Mi esposa dio a luz a gemelos con diferentes colores de piel: la verdad me dejó sin palabras

Mi esposa dio a luz a gemelos con diferentes colores de piel: la verdad me dejó sin palabras

Ella no me miraba. En cambio, acercó a los bebés a su pecho.

—¡No mires a nuestros bebés, Henry! —Su voz se quebró al pronunciar las palabras, y luego empezó a sollozar tan violentamente que pensé que se desmoronaría.

—Anna, háblame. Por favor. Me estás asustando. ¿Qué pasa? ¿Están bien?

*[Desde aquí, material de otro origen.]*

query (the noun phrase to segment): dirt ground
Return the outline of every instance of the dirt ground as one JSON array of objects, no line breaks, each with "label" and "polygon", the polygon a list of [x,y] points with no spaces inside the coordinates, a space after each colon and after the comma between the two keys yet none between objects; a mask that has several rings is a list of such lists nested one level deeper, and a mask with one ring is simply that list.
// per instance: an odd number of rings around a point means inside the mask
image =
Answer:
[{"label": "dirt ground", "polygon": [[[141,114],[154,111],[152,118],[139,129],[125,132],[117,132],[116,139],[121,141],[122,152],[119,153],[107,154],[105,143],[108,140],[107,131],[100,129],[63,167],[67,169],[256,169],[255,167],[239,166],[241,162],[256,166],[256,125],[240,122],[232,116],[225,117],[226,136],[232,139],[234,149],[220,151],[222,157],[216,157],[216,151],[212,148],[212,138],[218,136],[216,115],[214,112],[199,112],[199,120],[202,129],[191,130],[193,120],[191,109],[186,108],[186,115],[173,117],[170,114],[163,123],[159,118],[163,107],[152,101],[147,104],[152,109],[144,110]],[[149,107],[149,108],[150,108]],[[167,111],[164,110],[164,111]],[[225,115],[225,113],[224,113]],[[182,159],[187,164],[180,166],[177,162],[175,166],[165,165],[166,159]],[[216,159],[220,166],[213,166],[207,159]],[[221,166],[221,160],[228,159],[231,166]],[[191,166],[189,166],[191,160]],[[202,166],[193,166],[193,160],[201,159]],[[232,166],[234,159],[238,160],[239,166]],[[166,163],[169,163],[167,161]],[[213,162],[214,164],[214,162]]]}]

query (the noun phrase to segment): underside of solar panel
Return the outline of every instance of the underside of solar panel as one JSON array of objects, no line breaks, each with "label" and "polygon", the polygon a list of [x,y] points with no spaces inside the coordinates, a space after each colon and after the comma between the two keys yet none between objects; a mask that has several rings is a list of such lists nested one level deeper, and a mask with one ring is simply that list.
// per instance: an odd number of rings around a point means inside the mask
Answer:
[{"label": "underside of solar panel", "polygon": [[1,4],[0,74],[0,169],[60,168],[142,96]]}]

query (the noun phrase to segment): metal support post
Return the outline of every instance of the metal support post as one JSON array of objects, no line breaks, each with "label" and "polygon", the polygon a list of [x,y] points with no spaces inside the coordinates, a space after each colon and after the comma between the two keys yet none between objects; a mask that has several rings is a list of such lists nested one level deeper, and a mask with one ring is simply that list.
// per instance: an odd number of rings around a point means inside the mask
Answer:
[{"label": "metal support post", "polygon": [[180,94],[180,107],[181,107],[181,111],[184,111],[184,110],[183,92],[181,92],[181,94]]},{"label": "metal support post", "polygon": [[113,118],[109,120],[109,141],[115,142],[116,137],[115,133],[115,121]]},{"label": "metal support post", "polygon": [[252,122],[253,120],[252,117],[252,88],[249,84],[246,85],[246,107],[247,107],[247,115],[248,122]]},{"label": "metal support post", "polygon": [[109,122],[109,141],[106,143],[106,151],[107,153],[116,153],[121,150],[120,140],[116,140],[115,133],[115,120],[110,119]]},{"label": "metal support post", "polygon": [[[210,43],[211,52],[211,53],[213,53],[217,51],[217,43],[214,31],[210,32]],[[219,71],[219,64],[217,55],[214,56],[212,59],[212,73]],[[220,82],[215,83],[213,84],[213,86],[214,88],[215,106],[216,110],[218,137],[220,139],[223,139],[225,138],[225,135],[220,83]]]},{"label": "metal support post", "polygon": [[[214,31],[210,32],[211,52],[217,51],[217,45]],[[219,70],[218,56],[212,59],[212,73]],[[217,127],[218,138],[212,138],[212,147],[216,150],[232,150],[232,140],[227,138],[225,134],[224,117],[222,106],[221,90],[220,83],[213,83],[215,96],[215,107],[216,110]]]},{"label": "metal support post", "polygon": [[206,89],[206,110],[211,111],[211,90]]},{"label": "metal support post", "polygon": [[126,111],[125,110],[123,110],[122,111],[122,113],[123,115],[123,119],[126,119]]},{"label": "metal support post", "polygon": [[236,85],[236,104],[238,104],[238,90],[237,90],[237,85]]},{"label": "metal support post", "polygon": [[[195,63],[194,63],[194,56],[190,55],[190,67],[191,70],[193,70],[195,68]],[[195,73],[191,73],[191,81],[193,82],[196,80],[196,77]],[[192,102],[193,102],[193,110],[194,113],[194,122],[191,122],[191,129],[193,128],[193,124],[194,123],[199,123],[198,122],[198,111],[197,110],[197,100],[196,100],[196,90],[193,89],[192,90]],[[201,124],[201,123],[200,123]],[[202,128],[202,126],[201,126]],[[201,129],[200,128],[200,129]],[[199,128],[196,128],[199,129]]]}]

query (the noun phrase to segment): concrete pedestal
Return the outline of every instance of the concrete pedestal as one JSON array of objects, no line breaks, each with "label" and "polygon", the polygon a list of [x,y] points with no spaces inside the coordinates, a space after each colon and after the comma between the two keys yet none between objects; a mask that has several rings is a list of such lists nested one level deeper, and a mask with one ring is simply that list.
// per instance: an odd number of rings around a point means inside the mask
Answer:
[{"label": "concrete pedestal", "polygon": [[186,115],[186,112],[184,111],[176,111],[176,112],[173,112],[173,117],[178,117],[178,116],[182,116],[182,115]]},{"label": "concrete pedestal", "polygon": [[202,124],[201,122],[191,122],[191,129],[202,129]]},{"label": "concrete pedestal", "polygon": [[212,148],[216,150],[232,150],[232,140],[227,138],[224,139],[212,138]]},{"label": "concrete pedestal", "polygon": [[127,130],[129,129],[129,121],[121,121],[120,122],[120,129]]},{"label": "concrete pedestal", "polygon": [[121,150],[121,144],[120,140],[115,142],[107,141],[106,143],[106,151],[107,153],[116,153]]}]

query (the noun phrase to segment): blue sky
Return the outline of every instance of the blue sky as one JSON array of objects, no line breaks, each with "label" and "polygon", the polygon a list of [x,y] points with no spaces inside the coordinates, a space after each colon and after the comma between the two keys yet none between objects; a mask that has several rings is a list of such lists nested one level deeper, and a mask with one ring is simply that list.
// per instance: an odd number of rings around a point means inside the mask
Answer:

Negó con la cabeza, meciendo a los bebés suavemente como si intentara protegerlos de algo invisible. “No puedo… No sé… simplemente no…”

Me arrodillé a su lado y le toqué el brazo. «Anna, sea lo que sea, lo afrontaremos juntos. Ahora enséñame a mis hijos».

Sus manos temblaban al soltarla. «Mira, Henry», susurró.

Lo hice y me quedé congelado.

Josh tenía la piel pálida y las mejillas sonrosadas, y se parecía tanto a mí que casi me sobresaltaba. Pero Raiden tenía la piel morena, rizos oscuros y los ojos de Anna; sin embargo, de alguna manera, era igual de nuestro.

—Solo te amo a ti —gritó Anna—. ¡Son tus bebés, Henry! Te lo juro. ¡No sé cómo pasó esto! ¡Nunca había mirado a otro hombre así! ¡No te engañé!

Me quedé mirando a nuestros hijos, sin palabras, mientras Anna se desplomaba a mi lado llorando.

“Dios mío.”

Me quedé al lado de la cama, con las manos temblando mientras buscaba algo firme en el rostro de mi esposa.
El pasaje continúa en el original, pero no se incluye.